David, il vous faut quitter la ville! (Oui parce que, en vous lisant, je me suis rappelé qu’il y a 50 ans, mes parents avaient laissé entrer chez nous un Béret Blanc, qui nous annonçaient déjà la Fin du monde imminente en nous glissant un dépliant intitulé: « Réveillez-vous! »)
Alors donc, enfourchez votre vélo et faîtes un « ride t’il you can buy » et installez vous en campagne. Là, prenez une pelle et retournez la terre sur une superficie de 3 mètres par trois. Votre défi consistera à faire en sorte qu’aucune végétation adventice (pas Adventiste hein, soyons clairs) n’envahisse ce carré pendant un mois. Puisque c’est là un pari perdu d’avance, une révélation vous attends: « La vie, ça veut en Ta! »

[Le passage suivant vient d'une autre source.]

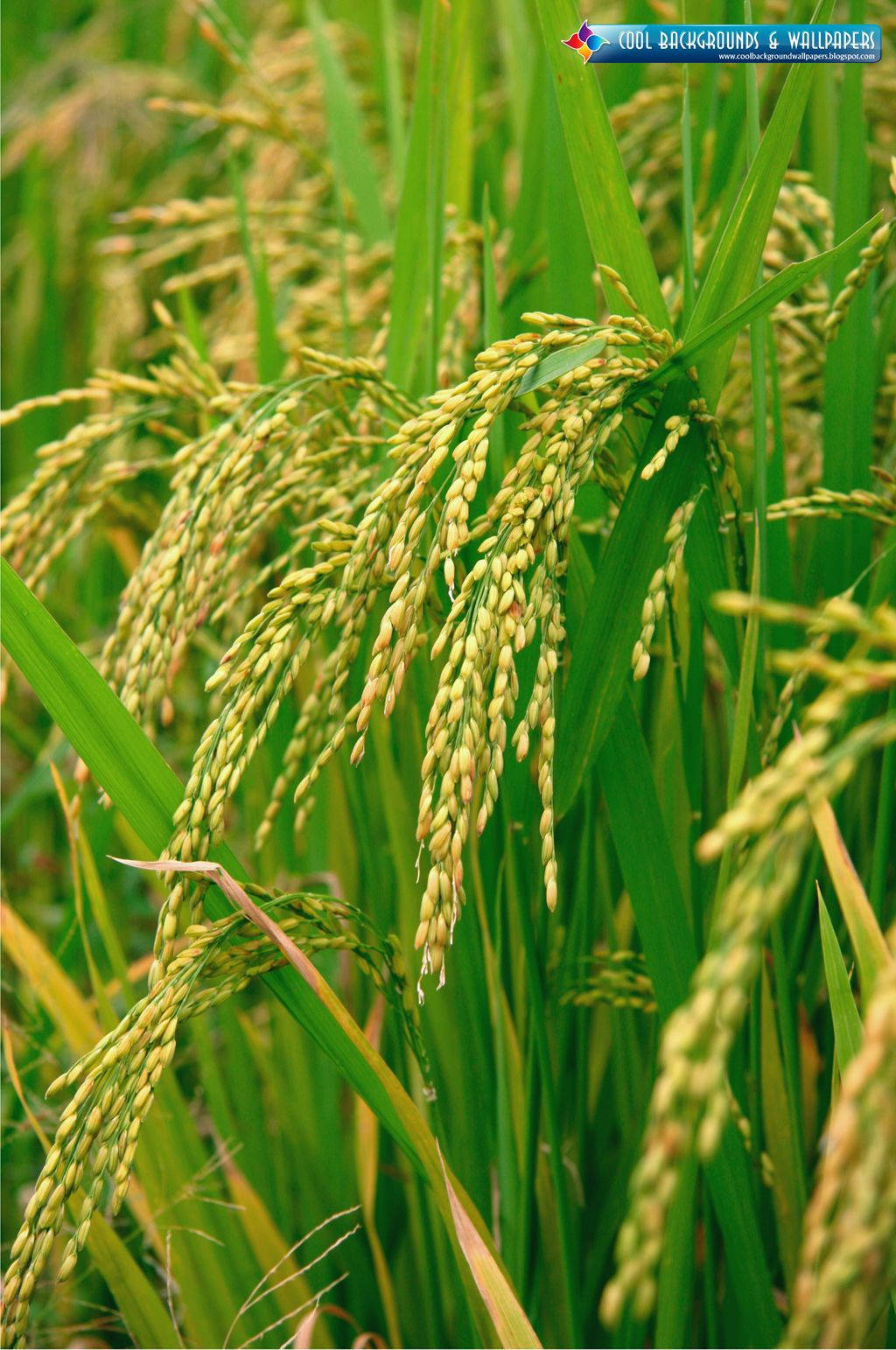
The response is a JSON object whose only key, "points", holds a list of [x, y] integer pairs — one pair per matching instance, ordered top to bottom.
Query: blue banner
{"points": [[724, 42]]}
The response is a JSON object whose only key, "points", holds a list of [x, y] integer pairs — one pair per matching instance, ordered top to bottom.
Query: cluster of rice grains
{"points": [[500, 596], [771, 827], [99, 1130], [849, 1240]]}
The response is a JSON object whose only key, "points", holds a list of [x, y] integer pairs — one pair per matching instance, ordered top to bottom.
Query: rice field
{"points": [[448, 682]]}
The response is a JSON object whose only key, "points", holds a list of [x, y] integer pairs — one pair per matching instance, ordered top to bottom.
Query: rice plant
{"points": [[450, 685]]}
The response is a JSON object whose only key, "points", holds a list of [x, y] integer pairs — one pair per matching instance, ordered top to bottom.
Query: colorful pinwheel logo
{"points": [[586, 41]]}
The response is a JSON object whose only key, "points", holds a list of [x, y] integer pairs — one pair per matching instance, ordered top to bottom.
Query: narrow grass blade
{"points": [[348, 146], [609, 211], [416, 250], [739, 250], [761, 301], [270, 354], [557, 363], [602, 655], [146, 790], [868, 941], [848, 1024], [779, 1137], [368, 1168], [508, 1318]]}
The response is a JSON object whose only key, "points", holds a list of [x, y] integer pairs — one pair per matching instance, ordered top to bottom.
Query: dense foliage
{"points": [[450, 547]]}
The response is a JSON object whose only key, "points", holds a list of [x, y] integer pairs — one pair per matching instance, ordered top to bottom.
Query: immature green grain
{"points": [[869, 256], [412, 527], [662, 584], [771, 824], [100, 1128]]}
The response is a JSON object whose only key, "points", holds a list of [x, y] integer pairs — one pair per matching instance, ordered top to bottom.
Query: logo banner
{"points": [[717, 42]]}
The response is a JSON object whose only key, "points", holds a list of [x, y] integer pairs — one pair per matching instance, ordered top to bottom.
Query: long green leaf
{"points": [[348, 146], [609, 211], [739, 250], [602, 655], [135, 776], [848, 1024]]}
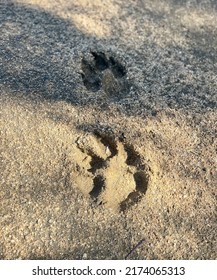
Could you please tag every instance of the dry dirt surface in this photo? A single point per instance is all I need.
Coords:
(108, 136)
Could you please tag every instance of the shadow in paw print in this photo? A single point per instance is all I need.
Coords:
(134, 197)
(106, 73)
(99, 186)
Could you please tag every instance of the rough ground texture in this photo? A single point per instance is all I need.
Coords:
(108, 135)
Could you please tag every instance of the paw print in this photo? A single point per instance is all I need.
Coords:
(106, 73)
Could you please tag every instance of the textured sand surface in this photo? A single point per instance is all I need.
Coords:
(108, 113)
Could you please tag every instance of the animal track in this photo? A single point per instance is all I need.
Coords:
(111, 172)
(102, 72)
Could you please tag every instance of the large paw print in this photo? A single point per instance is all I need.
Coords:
(112, 172)
(106, 73)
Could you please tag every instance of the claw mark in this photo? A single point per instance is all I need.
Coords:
(104, 73)
(119, 177)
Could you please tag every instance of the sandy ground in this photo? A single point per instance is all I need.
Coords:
(108, 136)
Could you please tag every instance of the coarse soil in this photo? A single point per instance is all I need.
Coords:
(108, 136)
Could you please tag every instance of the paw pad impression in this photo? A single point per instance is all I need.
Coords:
(106, 73)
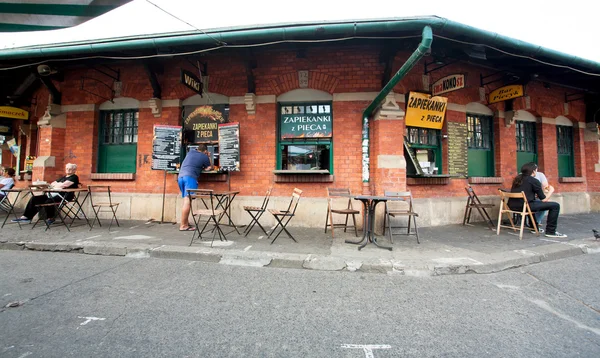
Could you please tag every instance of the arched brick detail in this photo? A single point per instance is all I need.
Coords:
(316, 80)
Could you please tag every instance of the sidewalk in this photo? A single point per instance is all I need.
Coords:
(452, 249)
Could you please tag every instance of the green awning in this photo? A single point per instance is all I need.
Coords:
(37, 15)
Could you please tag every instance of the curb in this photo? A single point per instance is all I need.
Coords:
(497, 263)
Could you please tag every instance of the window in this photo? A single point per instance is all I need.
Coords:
(118, 141)
(526, 143)
(305, 137)
(424, 144)
(564, 142)
(480, 145)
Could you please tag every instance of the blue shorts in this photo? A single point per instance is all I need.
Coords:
(186, 183)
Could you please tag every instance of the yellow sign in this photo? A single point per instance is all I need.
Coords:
(505, 93)
(13, 112)
(425, 111)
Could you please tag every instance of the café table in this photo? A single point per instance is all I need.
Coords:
(77, 203)
(369, 205)
(11, 204)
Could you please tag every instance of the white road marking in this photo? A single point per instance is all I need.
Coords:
(89, 319)
(367, 348)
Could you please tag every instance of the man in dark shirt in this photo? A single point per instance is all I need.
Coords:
(194, 163)
(527, 183)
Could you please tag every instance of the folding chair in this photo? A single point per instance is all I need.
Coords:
(283, 217)
(505, 209)
(209, 210)
(106, 206)
(393, 210)
(256, 212)
(474, 202)
(335, 195)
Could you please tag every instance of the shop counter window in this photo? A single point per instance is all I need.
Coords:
(424, 150)
(305, 137)
(480, 143)
(117, 149)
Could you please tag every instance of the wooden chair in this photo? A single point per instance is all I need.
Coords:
(393, 210)
(505, 209)
(256, 212)
(209, 201)
(340, 195)
(107, 205)
(474, 202)
(283, 217)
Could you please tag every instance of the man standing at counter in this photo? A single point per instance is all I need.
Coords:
(194, 163)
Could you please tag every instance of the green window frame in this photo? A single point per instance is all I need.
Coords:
(566, 158)
(117, 144)
(307, 153)
(480, 144)
(526, 136)
(425, 144)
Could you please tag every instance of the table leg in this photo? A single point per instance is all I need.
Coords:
(365, 225)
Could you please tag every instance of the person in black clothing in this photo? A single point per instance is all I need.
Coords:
(69, 181)
(527, 183)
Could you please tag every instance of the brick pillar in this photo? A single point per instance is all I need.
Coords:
(547, 150)
(388, 167)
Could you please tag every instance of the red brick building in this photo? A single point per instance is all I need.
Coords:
(96, 105)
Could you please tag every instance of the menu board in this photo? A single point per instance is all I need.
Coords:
(229, 147)
(457, 149)
(166, 148)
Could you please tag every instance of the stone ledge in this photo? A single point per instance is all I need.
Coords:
(486, 180)
(428, 181)
(112, 176)
(571, 180)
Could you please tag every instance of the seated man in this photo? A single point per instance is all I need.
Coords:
(526, 182)
(69, 181)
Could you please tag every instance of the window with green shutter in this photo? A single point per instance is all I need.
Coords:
(480, 141)
(526, 143)
(117, 148)
(566, 160)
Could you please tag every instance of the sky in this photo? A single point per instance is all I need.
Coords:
(570, 27)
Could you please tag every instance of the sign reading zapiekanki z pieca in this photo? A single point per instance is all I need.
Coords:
(425, 111)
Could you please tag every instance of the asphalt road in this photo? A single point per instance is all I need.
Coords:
(94, 306)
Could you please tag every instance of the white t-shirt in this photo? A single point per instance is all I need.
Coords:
(542, 178)
(8, 183)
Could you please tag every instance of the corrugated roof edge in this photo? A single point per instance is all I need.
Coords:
(305, 31)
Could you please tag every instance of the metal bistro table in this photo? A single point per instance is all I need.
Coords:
(77, 204)
(12, 204)
(369, 205)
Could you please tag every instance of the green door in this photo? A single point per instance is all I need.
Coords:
(480, 142)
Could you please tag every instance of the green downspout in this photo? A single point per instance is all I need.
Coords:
(423, 48)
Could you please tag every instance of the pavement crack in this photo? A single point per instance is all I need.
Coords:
(564, 292)
(80, 280)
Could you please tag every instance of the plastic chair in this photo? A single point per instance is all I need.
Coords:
(256, 212)
(335, 195)
(107, 206)
(474, 202)
(505, 209)
(394, 210)
(283, 217)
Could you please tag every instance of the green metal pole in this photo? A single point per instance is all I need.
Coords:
(424, 46)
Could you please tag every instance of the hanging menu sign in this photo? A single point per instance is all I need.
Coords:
(457, 149)
(229, 147)
(166, 148)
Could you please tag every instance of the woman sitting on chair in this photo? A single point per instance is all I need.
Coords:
(69, 181)
(527, 183)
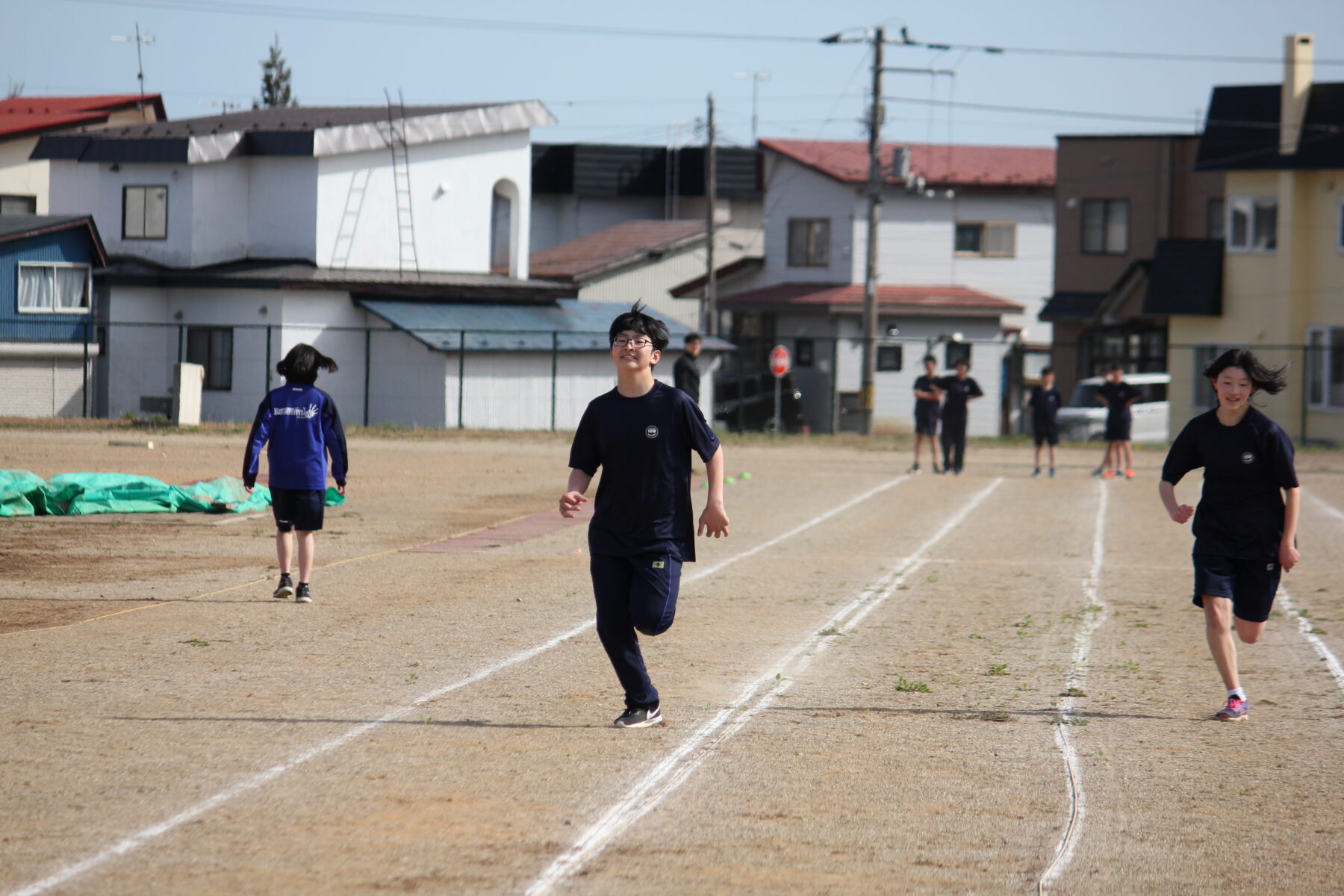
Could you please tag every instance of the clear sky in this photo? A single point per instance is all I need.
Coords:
(633, 87)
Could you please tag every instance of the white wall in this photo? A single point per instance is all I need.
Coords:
(452, 190)
(282, 207)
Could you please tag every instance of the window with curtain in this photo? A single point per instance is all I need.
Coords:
(1105, 226)
(53, 287)
(144, 213)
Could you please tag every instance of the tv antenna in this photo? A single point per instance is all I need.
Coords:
(140, 60)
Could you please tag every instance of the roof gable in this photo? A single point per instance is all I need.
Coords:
(940, 166)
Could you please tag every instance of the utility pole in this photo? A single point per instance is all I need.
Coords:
(870, 277)
(140, 62)
(710, 312)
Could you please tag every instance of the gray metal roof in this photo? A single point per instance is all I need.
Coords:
(567, 326)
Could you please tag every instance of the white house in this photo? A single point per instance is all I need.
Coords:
(967, 246)
(235, 237)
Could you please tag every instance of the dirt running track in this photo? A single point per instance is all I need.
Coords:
(863, 691)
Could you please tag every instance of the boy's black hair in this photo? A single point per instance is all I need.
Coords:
(638, 321)
(1263, 379)
(302, 364)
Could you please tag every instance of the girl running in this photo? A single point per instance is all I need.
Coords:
(1245, 529)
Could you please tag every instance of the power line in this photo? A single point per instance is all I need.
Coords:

Pour vivre, vous, il suffira de localiser la bibliothèque publique la plus proche et de soumettre régulièrement au libraire une liste de livres que vous aimeriez lire. Vous serez d’abord enchanté de constater que les bibliothèques en région disposent d’un important budget d’acquisition largement sous-exploité.
Ainsi, en lisant des livres que d’autres liront après vous, vous contribuez très concrètement à une solution de type « juste-un-peu-moins-de-toutte-bordel », qu’on appelle plus savamment la décroissance. Ces questions qui vous angoissent, soudainement, seront relativisées. Parce qu’après tout, qu’est-ce qu’on peut faire, à part notre gros possible?
Sauf votre respect monsieur Desjardins, la laideur du monde, vraiment ? Alors qu’il n’a jamais été aussi beau et paisible. Je peux comprendre que vous trouviez un certain romantisme dans ces discours apocalyptiques mais vous n’êtes malheureusement pas très original, chaque génération aura compté ses oiseaux de malheurs qui au delà de toute rationalité nous annoncent la fin des temps.
Objectivement nous vivons une époque bénie dans l’histoire humaine.
Je comprends votre point de vue mais ne peut m’empêcher de penser que tout doit dépendre de l’endroit où l’on habite pour le partager.
« Le mode de vie érigé en idéal par les baby-boomers arrive à terme en même temps que cette génération. » Je trouve qu’il est injuste de blâmer tous les baby-boomers pour toutes les plaies du monde. S’il y a eu une génération, du moins une importante partie de celle-ci, qui a combattu contre le mode de vie décrié ici, c’est bien celle des baby-boomers. Malheureusement des représentants des générations antérieures (je n’en nommerai aucune en particulier) n’ont pas tenu compte de ces mises en garde. Le néo-libéralisme fut un rouleau compresseur qui écrasa toute opposition. Il est vraie qu’une partie des baby-boomers se joignit à cette idéologie, de même que des factions des plus récentes générations ; j’espère qu’ils regrettent. Pointer du doigt une génération en particulier pour ce dégât ne provoque rien de positif et attise la haine envers elle. Vaudrait mieux l’unité de tous les gens de bonne volonté, peu importe l’âge; c’est le principal espoir qu’il nous reste.